Sounds like you want time travel debugging [1]. Then you can just run forwards and backwards as needed and look at the full evolution of state and causality. You usually want to use a integrated history visualization tool to make the most of that since the amount of state you are looking at is truly immense; identifying the single wrong store 17 billion instructions ago can be a pain without it.
Here's another one
It's for embedded systems though, which is where I come from. In embedded we have this concept called instruction trace where every instruction executed with the target gets sent over to the host. The host can reconstruct part of what's been going on in the target system. But there's usually so much data, I've always assumed a live view is kind of impractical and only used it for offline debugging.
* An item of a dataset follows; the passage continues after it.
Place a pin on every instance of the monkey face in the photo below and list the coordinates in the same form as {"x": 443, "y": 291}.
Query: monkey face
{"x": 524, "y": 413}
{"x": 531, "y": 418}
But maybe that's not a correct assumption. I would love to see better observability in embedded systems.
I haven’t touched in a while, but Visual Studio’s (standalone, not code) debugger was very cool.
Also rr is impressive in theory, although it never worked on codebases that I worked on.
What are you using as a Rust debugger?
Check out Binary Ninja if you haven’t. Especially if you have large binaries!
Modern equivalent, working on Linux with remote connection from Visual Studio Code is LLDB.
Takes some effort to configure it but beats "printf" (i.e. logging) in the end.
Plan 9's acid.
Linaro (need Allinea) DDT?
Radare and friends maybe. For sure it has some graph-like options as DDD had where you could graphically see everything.
Most RE tools today will integrate a debugger (or talk to gdb).
I am pretty happy with the debugger from Visual Studio.
Domain driven design?
I assume is this one https://www.gnu.org/software/ddd/
I used it back in Uni, in 98, and it really helped me to understand debuggers. After it, even using gdb made sense.
This is a legitimate question but this was clearly generated using an LLM.